Coca-Cola’dan Zara’ya dünyanın birçok ünlü markası tüketicilerine geri dönüşümlü ürünleri kullanma taahhüdünde bulunmuşken, uzmanlar 2025’te orijinal hammadde kullanımının dezavantajlı olacağını ısrarla vurgularken Türkiye’nin aldığı plastik atığa ithalat yasağı, işleri daha da zor duruma sokacak.
Uluslararası medya ve bizim bir kısım medyamızla ve bu düşünceye destek veren milletvekillerimizden akademisyenlere yarattığımız olguyla bir karar alıp plastik atık ithalatını durdurduk.
En vasıfsız işçi çalıştıran sektörde birçok işletmeyi kapanmaya terk ettik. İşsizler ordumuza yeni neferler eklenmek üzere.
Elbette hiçbirimiz Türkiye’nin kirlenmesini istemiyor.
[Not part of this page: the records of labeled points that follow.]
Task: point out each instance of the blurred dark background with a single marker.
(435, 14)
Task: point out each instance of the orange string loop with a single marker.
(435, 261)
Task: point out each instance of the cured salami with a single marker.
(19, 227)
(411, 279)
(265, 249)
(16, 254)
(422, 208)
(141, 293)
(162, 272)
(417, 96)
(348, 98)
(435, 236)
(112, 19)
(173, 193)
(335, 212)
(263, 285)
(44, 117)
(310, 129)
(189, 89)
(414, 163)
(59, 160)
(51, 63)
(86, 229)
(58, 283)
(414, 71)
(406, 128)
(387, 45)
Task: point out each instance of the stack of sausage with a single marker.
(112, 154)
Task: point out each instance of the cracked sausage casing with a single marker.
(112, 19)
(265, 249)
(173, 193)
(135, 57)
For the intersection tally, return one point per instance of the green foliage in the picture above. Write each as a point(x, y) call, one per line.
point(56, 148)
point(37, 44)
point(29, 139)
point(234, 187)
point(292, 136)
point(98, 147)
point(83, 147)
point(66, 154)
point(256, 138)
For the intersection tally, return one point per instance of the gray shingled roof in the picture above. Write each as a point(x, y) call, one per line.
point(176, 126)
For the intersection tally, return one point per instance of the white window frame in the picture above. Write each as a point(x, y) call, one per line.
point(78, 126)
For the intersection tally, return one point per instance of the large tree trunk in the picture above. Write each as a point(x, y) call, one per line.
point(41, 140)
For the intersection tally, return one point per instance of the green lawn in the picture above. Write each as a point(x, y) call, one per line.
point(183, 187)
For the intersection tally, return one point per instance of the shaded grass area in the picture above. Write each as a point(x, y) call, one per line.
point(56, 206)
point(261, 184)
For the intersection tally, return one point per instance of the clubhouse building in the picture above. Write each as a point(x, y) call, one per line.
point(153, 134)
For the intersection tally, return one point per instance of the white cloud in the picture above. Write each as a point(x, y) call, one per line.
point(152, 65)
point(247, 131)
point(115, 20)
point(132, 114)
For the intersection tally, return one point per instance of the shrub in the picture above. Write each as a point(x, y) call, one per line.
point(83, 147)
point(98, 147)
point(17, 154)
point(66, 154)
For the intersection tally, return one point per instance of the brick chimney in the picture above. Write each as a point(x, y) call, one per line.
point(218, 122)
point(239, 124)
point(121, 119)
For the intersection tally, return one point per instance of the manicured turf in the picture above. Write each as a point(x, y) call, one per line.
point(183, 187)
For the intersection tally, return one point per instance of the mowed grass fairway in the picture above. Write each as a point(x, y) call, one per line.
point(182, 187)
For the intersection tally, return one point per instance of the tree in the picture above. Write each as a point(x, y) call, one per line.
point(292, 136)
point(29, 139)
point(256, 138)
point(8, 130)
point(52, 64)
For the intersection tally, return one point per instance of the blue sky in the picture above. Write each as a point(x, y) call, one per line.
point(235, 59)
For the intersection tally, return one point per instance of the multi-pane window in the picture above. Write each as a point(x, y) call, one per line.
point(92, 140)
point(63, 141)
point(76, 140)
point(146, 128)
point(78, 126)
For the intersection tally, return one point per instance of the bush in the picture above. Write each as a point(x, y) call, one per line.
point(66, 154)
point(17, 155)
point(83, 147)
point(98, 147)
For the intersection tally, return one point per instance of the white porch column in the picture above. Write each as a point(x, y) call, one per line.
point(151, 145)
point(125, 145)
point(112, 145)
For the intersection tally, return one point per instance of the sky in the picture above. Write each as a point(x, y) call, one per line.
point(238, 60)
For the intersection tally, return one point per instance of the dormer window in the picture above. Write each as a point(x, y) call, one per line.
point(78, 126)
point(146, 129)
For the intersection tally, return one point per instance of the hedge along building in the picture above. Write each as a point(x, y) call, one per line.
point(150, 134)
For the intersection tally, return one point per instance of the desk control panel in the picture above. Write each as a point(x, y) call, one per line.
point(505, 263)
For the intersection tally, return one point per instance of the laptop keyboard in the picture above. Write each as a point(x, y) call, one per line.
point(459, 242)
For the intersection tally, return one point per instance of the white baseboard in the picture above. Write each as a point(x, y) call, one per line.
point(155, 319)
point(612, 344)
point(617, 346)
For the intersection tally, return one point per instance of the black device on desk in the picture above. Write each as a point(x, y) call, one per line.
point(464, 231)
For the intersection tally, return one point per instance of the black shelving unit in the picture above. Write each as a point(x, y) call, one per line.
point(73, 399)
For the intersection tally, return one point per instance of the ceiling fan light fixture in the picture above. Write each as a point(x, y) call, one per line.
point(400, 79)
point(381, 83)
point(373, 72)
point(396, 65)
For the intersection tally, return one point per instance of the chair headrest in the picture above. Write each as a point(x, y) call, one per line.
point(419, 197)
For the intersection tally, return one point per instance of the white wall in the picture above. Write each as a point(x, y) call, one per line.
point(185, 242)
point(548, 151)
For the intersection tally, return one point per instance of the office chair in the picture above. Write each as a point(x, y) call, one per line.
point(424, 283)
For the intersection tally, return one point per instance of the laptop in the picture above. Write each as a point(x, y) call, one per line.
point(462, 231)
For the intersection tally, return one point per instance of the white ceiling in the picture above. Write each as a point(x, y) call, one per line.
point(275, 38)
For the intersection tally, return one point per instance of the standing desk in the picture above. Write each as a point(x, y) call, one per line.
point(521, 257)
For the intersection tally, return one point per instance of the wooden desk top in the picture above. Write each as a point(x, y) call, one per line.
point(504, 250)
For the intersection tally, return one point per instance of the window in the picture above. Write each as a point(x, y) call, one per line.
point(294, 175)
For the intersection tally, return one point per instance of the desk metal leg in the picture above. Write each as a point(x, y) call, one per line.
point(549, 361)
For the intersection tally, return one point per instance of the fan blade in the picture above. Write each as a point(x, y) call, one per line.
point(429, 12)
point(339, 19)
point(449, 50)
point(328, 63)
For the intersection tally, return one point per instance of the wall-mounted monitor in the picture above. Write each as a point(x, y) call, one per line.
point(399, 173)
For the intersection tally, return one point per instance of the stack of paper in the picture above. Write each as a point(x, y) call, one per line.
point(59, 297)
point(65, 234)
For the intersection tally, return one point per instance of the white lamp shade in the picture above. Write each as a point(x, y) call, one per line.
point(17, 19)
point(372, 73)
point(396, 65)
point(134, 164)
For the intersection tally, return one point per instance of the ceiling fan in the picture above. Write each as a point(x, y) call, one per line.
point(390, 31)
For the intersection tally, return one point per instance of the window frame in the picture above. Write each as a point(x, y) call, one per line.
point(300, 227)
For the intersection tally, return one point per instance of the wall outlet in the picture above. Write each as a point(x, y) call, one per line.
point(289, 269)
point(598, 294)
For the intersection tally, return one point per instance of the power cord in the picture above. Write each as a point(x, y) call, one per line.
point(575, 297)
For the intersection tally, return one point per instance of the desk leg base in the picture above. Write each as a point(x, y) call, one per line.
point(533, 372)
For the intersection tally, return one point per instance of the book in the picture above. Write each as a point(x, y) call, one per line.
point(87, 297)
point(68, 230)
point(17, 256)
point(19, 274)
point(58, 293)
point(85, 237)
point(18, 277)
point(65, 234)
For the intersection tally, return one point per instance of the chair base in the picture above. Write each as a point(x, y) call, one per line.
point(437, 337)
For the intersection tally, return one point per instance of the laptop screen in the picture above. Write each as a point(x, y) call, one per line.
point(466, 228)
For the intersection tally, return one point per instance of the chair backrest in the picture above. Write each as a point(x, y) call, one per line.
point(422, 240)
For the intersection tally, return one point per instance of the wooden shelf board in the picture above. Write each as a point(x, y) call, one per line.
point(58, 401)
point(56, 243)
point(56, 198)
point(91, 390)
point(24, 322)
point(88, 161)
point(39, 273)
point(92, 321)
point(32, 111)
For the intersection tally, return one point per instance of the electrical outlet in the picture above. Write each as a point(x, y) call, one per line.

Çöp değil plastik atık ithal eden ve bundan çok önemli ekonomik değer elde eden sektöre yazık ediyoruz. Atığın dönüştürüldüğü için bu duruma en çok çevrecilerin teşekkür etmesi gerekmiyor muydu?
Türkiye gümrüklerinin dünyanın en titiz, en araştırmacı, en denetimci gümrükleri arasında yer aldığını bile bile geri dönülmesi zor bir yola girmek niye?
Her sektörün mutlak firesi var. Bu fireyi maliyeti pahalı diye bertaraf etmeyen, uygunsuz olarak çevreye atan varsa en ağır cezayı vermek ve denetim kamunun görevi değil mi?
Konuyu her boyutuyla araştırmadan, tüm kesimleri dinlemeden, rasyonel değerlendirmeyi yapmadan karar almak güçlü Türkiye’nin davranışı olmamalı.